Benkirane prépare-t-il (déjà) son grand retour?
« La différence entre El Othmani et moi, c’est que lui travaille en silence tandis que je crie ». Bien sûr, c’est l’inénarrable Abdelilah Benkirane qui s’est exprimé ainsi en comparant sa façon de conduire les affaires, en tant que chef de gouvernement et secrétaire général du PJD, avec la méthode de son successeur.
A propos de Saâeddine El Othmani, l’hebdomadaire Al Ousboue Assahafi rappelle que certains médias ont qualifié de « morose » l’ambiance dans laquelle l’actuel chef de gouvernement a célébré le premier anniversaire de son investiture. Cela, malgré les efforts d’El Othmani de cautionner les slogans contre le « fassad » et de réitérer son loyalisme au gouvernement dirigé par le Parti de la Justice et du Développement. Professions de foi partagées par son prédécesseur, d’où la phrase de Benkirane sur l’art et la manière de chacun des deux « frères » dans la direction des affaires. Pourtant, lors d’une récente réunion de la Jeunesse du parti de la Lampe, à Tanger, l’on a remarqué qu’El Othmani a exprimé une certaine amertume vis-à-vis de Benkirane qui lui rend de moins en moins visite.
Et pour faire face aux dangers extérieurs, n’est-il pas nécessaire de consolider d’abord le front intérieur? Et pour ce faire, ne doit-on pas changer son fusil d’épaule? Plus clairement, mettre (ou remettre?) l’homme qu’il faut à la place qu’il faut. Et si ce « right man in the right place » n’était autre que Benkirane. Celui-ci, qui ne cesse ces derniers temps de claironner que ses relations avec le roi sont au beau fixe, s’est longuement entretenu avec Abderrahmane EL Youssoufi, lors des obsèques de Feu Ahmed Iraq, ancien ministre ittihadi. L’entretien de l’ex-chef de gouvernement et de l’ancien Premier ministre du gouvernement d’alternance a porté sur différents sujets d’actualité, dont ce vide politique pointé du doigt. Et El Youssoufi aurait comparé cette situation à un bateau en train de couler et qu’il faut sauver du naufrage. « Ou préfères-tu sauter par dessus bord? Dans ce cas, c’est une autre histoire », aurait-il dit à Benkirane.

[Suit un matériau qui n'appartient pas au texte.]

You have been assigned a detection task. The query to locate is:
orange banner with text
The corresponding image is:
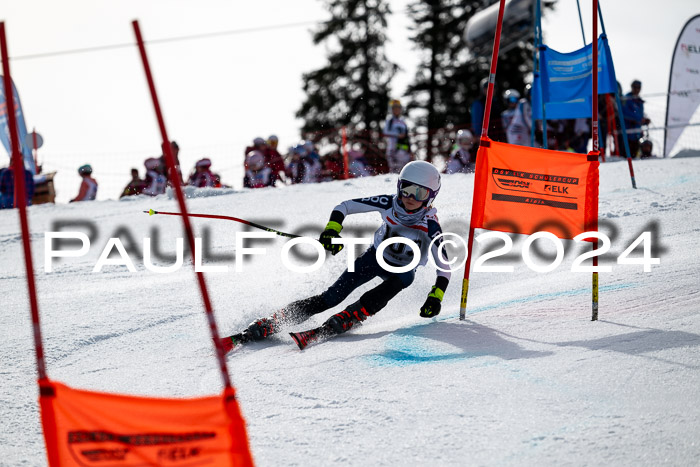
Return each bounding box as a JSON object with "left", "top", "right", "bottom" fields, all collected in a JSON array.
[
  {"left": 471, "top": 139, "right": 599, "bottom": 240},
  {"left": 39, "top": 380, "right": 254, "bottom": 467}
]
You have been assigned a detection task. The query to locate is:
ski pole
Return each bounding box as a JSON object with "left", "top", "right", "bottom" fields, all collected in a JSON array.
[{"left": 145, "top": 209, "right": 302, "bottom": 239}]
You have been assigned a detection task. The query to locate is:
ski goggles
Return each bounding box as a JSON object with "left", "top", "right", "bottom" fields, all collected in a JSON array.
[{"left": 399, "top": 181, "right": 432, "bottom": 202}]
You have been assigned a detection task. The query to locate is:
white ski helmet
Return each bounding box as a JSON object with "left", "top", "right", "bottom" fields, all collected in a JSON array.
[
  {"left": 246, "top": 150, "right": 265, "bottom": 171},
  {"left": 456, "top": 129, "right": 474, "bottom": 148},
  {"left": 397, "top": 160, "right": 441, "bottom": 208},
  {"left": 503, "top": 89, "right": 520, "bottom": 103}
]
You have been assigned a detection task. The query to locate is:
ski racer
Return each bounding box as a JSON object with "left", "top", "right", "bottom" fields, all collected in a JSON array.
[{"left": 223, "top": 160, "right": 451, "bottom": 351}]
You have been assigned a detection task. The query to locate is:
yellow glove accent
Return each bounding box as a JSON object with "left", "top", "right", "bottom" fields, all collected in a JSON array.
[
  {"left": 325, "top": 221, "right": 343, "bottom": 234},
  {"left": 428, "top": 286, "right": 444, "bottom": 302}
]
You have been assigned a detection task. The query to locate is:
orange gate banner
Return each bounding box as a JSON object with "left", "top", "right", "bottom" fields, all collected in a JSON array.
[
  {"left": 39, "top": 380, "right": 254, "bottom": 467},
  {"left": 471, "top": 139, "right": 599, "bottom": 239}
]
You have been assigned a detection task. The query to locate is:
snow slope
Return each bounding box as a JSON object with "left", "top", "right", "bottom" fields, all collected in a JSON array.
[{"left": 1, "top": 156, "right": 699, "bottom": 466}]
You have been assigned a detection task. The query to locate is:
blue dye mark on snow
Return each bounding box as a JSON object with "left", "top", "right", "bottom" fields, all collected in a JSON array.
[
  {"left": 462, "top": 282, "right": 636, "bottom": 316},
  {"left": 366, "top": 332, "right": 476, "bottom": 367},
  {"left": 366, "top": 283, "right": 636, "bottom": 367}
]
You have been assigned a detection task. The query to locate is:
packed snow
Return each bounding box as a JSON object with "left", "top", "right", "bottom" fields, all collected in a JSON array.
[{"left": 1, "top": 156, "right": 699, "bottom": 466}]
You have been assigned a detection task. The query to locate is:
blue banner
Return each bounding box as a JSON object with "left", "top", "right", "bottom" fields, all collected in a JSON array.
[
  {"left": 0, "top": 76, "right": 35, "bottom": 172},
  {"left": 532, "top": 36, "right": 618, "bottom": 120}
]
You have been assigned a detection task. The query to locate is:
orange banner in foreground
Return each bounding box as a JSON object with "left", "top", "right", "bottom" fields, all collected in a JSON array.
[
  {"left": 471, "top": 139, "right": 599, "bottom": 239},
  {"left": 39, "top": 380, "right": 254, "bottom": 467}
]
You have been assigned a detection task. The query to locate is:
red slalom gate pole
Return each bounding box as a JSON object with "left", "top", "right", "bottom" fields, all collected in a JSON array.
[
  {"left": 132, "top": 20, "right": 233, "bottom": 390},
  {"left": 460, "top": 0, "right": 507, "bottom": 321},
  {"left": 479, "top": 0, "right": 507, "bottom": 140},
  {"left": 1, "top": 22, "right": 48, "bottom": 382},
  {"left": 591, "top": 0, "right": 600, "bottom": 321}
]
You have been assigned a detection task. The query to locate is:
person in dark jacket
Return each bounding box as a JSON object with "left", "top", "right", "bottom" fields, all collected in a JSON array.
[
  {"left": 622, "top": 80, "right": 650, "bottom": 158},
  {"left": 471, "top": 77, "right": 505, "bottom": 143},
  {"left": 0, "top": 162, "right": 35, "bottom": 209}
]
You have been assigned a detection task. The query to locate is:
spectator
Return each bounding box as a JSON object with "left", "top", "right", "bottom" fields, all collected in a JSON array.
[
  {"left": 70, "top": 164, "right": 98, "bottom": 203},
  {"left": 0, "top": 161, "right": 35, "bottom": 209},
  {"left": 622, "top": 80, "right": 650, "bottom": 158},
  {"left": 244, "top": 150, "right": 274, "bottom": 188},
  {"left": 120, "top": 168, "right": 145, "bottom": 198},
  {"left": 383, "top": 99, "right": 413, "bottom": 173},
  {"left": 188, "top": 158, "right": 217, "bottom": 187},
  {"left": 471, "top": 77, "right": 505, "bottom": 142},
  {"left": 505, "top": 85, "right": 533, "bottom": 147},
  {"left": 639, "top": 139, "right": 656, "bottom": 159},
  {"left": 571, "top": 118, "right": 591, "bottom": 153},
  {"left": 361, "top": 142, "right": 389, "bottom": 175},
  {"left": 348, "top": 150, "right": 372, "bottom": 178},
  {"left": 320, "top": 151, "right": 345, "bottom": 181},
  {"left": 302, "top": 140, "right": 322, "bottom": 182},
  {"left": 159, "top": 140, "right": 184, "bottom": 186},
  {"left": 287, "top": 144, "right": 311, "bottom": 184},
  {"left": 142, "top": 157, "right": 167, "bottom": 196},
  {"left": 501, "top": 89, "right": 520, "bottom": 131},
  {"left": 445, "top": 129, "right": 475, "bottom": 174},
  {"left": 244, "top": 137, "right": 268, "bottom": 166},
  {"left": 266, "top": 135, "right": 286, "bottom": 184}
]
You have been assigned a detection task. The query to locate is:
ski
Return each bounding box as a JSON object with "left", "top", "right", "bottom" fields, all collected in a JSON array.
[
  {"left": 221, "top": 313, "right": 284, "bottom": 355},
  {"left": 289, "top": 324, "right": 335, "bottom": 350},
  {"left": 220, "top": 331, "right": 253, "bottom": 355}
]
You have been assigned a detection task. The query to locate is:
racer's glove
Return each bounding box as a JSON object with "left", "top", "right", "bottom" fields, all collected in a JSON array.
[
  {"left": 419, "top": 286, "right": 444, "bottom": 318},
  {"left": 319, "top": 221, "right": 344, "bottom": 255}
]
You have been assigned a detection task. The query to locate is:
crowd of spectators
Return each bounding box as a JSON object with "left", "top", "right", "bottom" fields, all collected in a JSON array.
[
  {"left": 1, "top": 78, "right": 655, "bottom": 207},
  {"left": 466, "top": 78, "right": 653, "bottom": 159},
  {"left": 120, "top": 140, "right": 225, "bottom": 199}
]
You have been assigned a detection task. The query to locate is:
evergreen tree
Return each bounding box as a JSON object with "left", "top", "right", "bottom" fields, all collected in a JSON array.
[
  {"left": 405, "top": 0, "right": 556, "bottom": 158},
  {"left": 297, "top": 0, "right": 398, "bottom": 146},
  {"left": 404, "top": 0, "right": 477, "bottom": 160}
]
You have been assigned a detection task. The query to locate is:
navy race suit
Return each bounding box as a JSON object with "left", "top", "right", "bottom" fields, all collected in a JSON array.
[
  {"left": 280, "top": 194, "right": 451, "bottom": 324},
  {"left": 333, "top": 194, "right": 451, "bottom": 273}
]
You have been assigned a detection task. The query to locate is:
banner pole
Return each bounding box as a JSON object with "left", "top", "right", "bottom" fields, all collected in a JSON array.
[
  {"left": 597, "top": 2, "right": 637, "bottom": 187},
  {"left": 591, "top": 0, "right": 600, "bottom": 321},
  {"left": 1, "top": 22, "right": 48, "bottom": 382},
  {"left": 576, "top": 0, "right": 587, "bottom": 47},
  {"left": 132, "top": 20, "right": 233, "bottom": 390},
  {"left": 615, "top": 90, "right": 638, "bottom": 188}
]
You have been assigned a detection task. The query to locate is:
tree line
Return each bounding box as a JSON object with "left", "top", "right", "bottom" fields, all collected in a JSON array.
[{"left": 297, "top": 0, "right": 555, "bottom": 160}]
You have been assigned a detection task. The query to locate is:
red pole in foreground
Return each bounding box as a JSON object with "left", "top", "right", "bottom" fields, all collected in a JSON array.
[
  {"left": 132, "top": 20, "right": 232, "bottom": 389},
  {"left": 1, "top": 22, "right": 48, "bottom": 381},
  {"left": 460, "top": 0, "right": 507, "bottom": 320},
  {"left": 591, "top": 0, "right": 600, "bottom": 321},
  {"left": 480, "top": 0, "right": 507, "bottom": 140}
]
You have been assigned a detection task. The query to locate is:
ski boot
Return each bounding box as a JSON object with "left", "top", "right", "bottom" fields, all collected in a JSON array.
[
  {"left": 246, "top": 312, "right": 284, "bottom": 341},
  {"left": 325, "top": 300, "right": 371, "bottom": 334},
  {"left": 290, "top": 300, "right": 370, "bottom": 350},
  {"left": 221, "top": 330, "right": 253, "bottom": 354}
]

De là à penser que l’ex-chef de gouvernement pourrait le redevenir, il n’y a qu’un pas qu’Al Ousboue Assassahi donne l’impression d’avoir franchi, alors que l’âge d’El Youssoufi ne peut plus lui permettre d’être à la tête de l’Exécutif. Cette éventualité est corroborée par certains « rapports top secrets » sur les gouvernements Benkirane I et II dont le bilan est estimé beaucoup plus positif que celui du gouvernement El Othmani. De même que le limogeage de Benkirane est jugé prématuré et le PJD ne cesse depuis, dans les coulisses comme ouvertement, de louer l’action gouvernementale et partisane de son ex-secrétaire général.
Alors un gouvernement Benkirane III à l’horizon 2021? « Ne voyez pas en moi un islamiste mais un homme politique (…). Vous dites qu’Akhannouch remportera la majorité lors des prochaines élections et je vous demande qui est cette cartomancienne qui a prédit ce résultat », a confié Benkirane, dans ses dérives habituelles, à un interlocuteur à qui il a rapporté sa conversation avec El Youssoufi.
Et de conclure que ni son parti, ni lui ne sont contre la monarchie: « Avez-vous oublié la marche que nous avions organisée contre le mouvement du 20 février et qui avait rassemblé 100 000 personnes? », a-t-il demandé.